New Treatment for Lupus: Medicine's Next Big Thing?

Margot Kim Image
Saturday, December 19, 2015
New Treatment for Lupus: Medicine's Next Big Thing?
More than 1.5 million Americans have lupus but now there is hope on the horizon.

FRESNO, Calif. (KFSN) -- More than 1.5 million Americans have lupus, a disease where the body's immune system attacks healthy tissue. It can lead to heart attacks, strokes, and kidney failure. In the past 50 years, only one new drug for lupus has been approved by the FDA. Just this summer, there have been two very major trials of a new lupus drug that both failed but now there is hope on the horizon.

Mary Valdez has slowly become used to what is now her new normal, life with lupus.

"I totally have to reinvent myself, because now I can't do a lot of things that I used to do," Valdez told Ivanhoe.

But now, new findings look promising for treating, and perhaps even curing, the autoimmune disease. It's the discovery of how an immune cell called a T-Reg works. Researchers have found that it's controlled by one specific molecule known as B7H1.

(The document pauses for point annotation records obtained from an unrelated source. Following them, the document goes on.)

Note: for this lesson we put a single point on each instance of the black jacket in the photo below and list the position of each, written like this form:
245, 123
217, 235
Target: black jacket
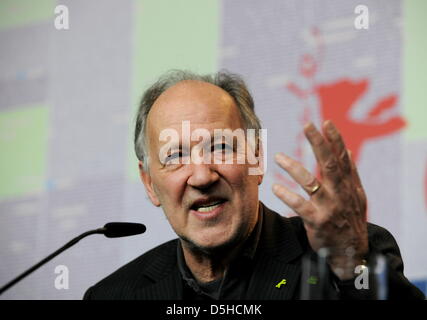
282, 245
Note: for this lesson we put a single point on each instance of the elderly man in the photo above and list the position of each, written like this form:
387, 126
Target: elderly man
231, 246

Tyler Curiel, M.D., M.P.H., Oncologist and Immunologist at the Cancer Therapy and Research Center at University of Texas Health Science Center in San Antonio said, "I noticed that that molecule had been detected in women with lupus flares."

T- Regs should keep the immune system from going into overdrive, which is what happens with autoimmune disorders like lupus. But if the B7H1 molecule isn't working right, a woman's estrogen will "turn off" the T-Reg.

Dr. Curiel explained, "In some women, it may be that they don't make enough of it, and other women, it looks like they make it, it's there, but it has mutations in it so it doesn't work properly."

Currently, medication for lupus can include immune-suppressing drugs. Dr. Curiel's work with the B7H1 molecule would mean very targeted treatment. He said, "On the drawing board, it looks like you can do that...let's see."

While men can develop lupus, it is a disorder that is mostly in women. Researchers at the UT Health Science Center say within the next 18 months, they should be able to start designing specific ways to treat patients.